|Filed Mar. 16, 1995|
State of North Dakota, Plaintiff and Appellee
Oscar Rodriquez Torres, Defendant and Appellant
Criminal No. 940214
Appeal from the District Court for Grand Forks County, Northeast Central Judicial District, the Honorable Joel D. Medd, Judge.
Opinion of the Court by Meschke, Justice.
Rosalie V. Martinelli, 3rd year law student, appearing under the rules on limited practice of law by law students, argued. Thomas H. Falck, Jr. (appeared), Assistant State's Attorney, 125 South 4th Street, P.O. Box 5607, Grand Forks, ND 58206-5607, for plaintiff and appellee.
Jon P. Burgess, 3rd year law student, appearing under the rules on limited practice of law by law students, argued. Arline F. Schubert (appeared), 305 South 4th Street, P.O. Box 5328, Grand Forks, ND 58206-5328, for defendant and appellant.
State v. Torres
Oscar Rodriquez Torres appeals from a criminal conviction for delivery of marijuana. We hold that an accomplice's testimony was satisfactorily corroborated. We affirm.
One day in September 1993, Myles Nelson, an undercover narcotics agent in Grand Forks, received an offer from Noe Ramos to sell him marijuana. Ramos was unaware that Nelson was undercover. Nelson and Ramos met later in the City Center Mall parking lot. Nelson told Ramos that he wanted to buy at least seven pounds of the drug, and Ramos replied that he would have to contact his source for that quantity. During this conversation, Ramos used Nelson's cellular phone to dial the home number of Torres, but got no answer. Ramos told Nelson that he had to make more calls, and would get back to him.
That evening, Ramos again contacted Nelson and arranged to meet him in the Kmart parking lot at South Forks Plaza to complete the sale. Ramos, his wife, and infant son showed up there, and Nelson paid Ramos $3,000. Ramos said that he had to go to Burger King to meet his source to get the drug.
Instead, Ramos drove around to Sears in the South Forks Plaza, picked up Torres and Torres's son, and promptly returned. Ramos left his car and got into Nelson's car with a bag containing nearly seven pounds of marijuana. Officers promptly surrounded them, seized the drug bag, and arrested Ramos and Torres on the spot.
Ramos pled guilty to delivery of marijuana, and received a seven-year sentence, with six years suspended, in exchange for his testimony against Torres. Torres was charged with delivery of marijuana and went to trial.

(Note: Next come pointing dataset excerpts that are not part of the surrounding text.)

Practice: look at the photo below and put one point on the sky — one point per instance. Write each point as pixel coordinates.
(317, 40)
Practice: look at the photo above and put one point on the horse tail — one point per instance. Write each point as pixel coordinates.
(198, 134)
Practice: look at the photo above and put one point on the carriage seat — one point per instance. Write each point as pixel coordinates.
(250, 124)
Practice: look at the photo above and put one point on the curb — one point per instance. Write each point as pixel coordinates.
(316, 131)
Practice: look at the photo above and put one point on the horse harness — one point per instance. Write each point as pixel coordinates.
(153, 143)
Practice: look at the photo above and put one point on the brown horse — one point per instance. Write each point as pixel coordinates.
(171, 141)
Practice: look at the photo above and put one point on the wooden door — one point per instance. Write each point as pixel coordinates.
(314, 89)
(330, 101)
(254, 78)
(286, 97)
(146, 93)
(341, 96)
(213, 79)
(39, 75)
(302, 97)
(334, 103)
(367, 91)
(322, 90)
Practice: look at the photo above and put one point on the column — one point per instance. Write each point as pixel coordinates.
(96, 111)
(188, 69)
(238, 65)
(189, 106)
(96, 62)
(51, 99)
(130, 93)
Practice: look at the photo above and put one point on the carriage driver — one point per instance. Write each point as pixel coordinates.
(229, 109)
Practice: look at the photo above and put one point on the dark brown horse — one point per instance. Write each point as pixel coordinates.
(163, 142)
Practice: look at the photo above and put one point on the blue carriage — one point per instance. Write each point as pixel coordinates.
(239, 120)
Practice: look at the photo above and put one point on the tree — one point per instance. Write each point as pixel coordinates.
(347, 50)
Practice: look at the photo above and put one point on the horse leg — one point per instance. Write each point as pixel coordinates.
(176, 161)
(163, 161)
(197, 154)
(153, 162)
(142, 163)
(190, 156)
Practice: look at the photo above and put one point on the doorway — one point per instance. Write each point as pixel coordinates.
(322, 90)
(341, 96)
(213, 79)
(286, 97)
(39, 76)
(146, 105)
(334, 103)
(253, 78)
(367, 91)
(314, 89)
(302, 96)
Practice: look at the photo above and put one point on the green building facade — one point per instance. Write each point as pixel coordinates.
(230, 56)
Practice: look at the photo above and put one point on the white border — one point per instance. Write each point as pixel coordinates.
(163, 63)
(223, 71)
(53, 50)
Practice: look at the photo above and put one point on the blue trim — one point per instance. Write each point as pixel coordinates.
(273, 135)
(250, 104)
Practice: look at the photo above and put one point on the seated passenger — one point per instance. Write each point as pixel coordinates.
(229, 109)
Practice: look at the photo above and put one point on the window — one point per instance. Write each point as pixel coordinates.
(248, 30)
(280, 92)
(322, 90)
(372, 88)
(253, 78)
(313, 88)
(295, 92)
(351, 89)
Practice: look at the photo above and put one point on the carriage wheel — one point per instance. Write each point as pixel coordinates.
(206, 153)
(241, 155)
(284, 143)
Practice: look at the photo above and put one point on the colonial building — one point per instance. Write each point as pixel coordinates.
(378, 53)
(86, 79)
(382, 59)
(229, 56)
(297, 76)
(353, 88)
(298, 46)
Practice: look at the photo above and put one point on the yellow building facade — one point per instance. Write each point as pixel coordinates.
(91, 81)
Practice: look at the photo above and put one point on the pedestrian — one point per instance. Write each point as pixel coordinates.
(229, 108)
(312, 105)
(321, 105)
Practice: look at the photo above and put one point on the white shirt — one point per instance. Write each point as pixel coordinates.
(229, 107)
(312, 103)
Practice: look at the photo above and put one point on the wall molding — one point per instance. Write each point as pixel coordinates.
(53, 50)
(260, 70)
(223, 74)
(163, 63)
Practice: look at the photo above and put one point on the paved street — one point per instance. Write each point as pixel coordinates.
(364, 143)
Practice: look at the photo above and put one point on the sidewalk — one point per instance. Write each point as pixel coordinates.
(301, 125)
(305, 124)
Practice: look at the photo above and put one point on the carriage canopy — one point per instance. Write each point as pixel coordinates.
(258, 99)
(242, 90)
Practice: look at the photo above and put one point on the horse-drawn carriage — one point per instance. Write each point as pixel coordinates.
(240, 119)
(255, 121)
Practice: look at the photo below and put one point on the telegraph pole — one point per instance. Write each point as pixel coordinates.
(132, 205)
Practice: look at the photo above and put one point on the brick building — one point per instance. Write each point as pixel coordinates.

At Torres's trial, Ramos testified that Torres was his source, he had tried to call Torres on Nelson's cellular phone, and Torres supplied the drugs Ramos sold for an added profit.
Torres testified that he and his son had been shopping at South Forks Plaza when he came upon Ramos using a pay phone, and Ramos offered them a ride home since Torres's wife was late picking them up. When Ramos picked them up, Torres testified, Ramos removed a bag from the trunk of his car and drove to the Kmart lot. There, police officers seized Torres in Ramos's car and arrested him. Torres insisted he knew nothing about the drug deal and did not deliver any marijuana. Melinda Cevas, Torres's common law wife, Brenda Guerrero, Torres's daughter, and Hector Guerrero, Torres's son, all testified in an attempt to support Torres's story.
The trial court found Torres guilty of delivery of marijuana, and sentenced him to five years in prison. Torres appeals.
Torres argues the evidence was unreliable and insufficient to convict him, and his trial counsel performed deficiently, violating his Sixth Amendment right to effective counsel. Specifically, Torres claims that his presence
at the scene alone did not corroborate Ramos's testimony, an accomplice's unilateral and unanswered phone call to his home could not incriminate him, and Torres's attorney did not sufficiently investigate for trial nor adequately examine witnesses at trial. We disagree.
Our review of the sufficiency of the evidence for a criminal conviction is limited, and we do not reweigh the evidence nor judge the credibility of witnesses. State v. Austin, 520 N.W.2d 564, 570 (N.D. 1994). We will not reverse a criminal conviction unless, after viewing all reasonable inferences favorable to the prosecution, no rational fact finder could have found the defendant guilty beyond a reasonable doubt. Id. As State v. Syring, 524 N.W.2d 97, 98 (N.D. 1994), explained, the "defendant must show that the evidence, when viewed in a light most favorable to the verdict, establishes no reasonable inference of guilt."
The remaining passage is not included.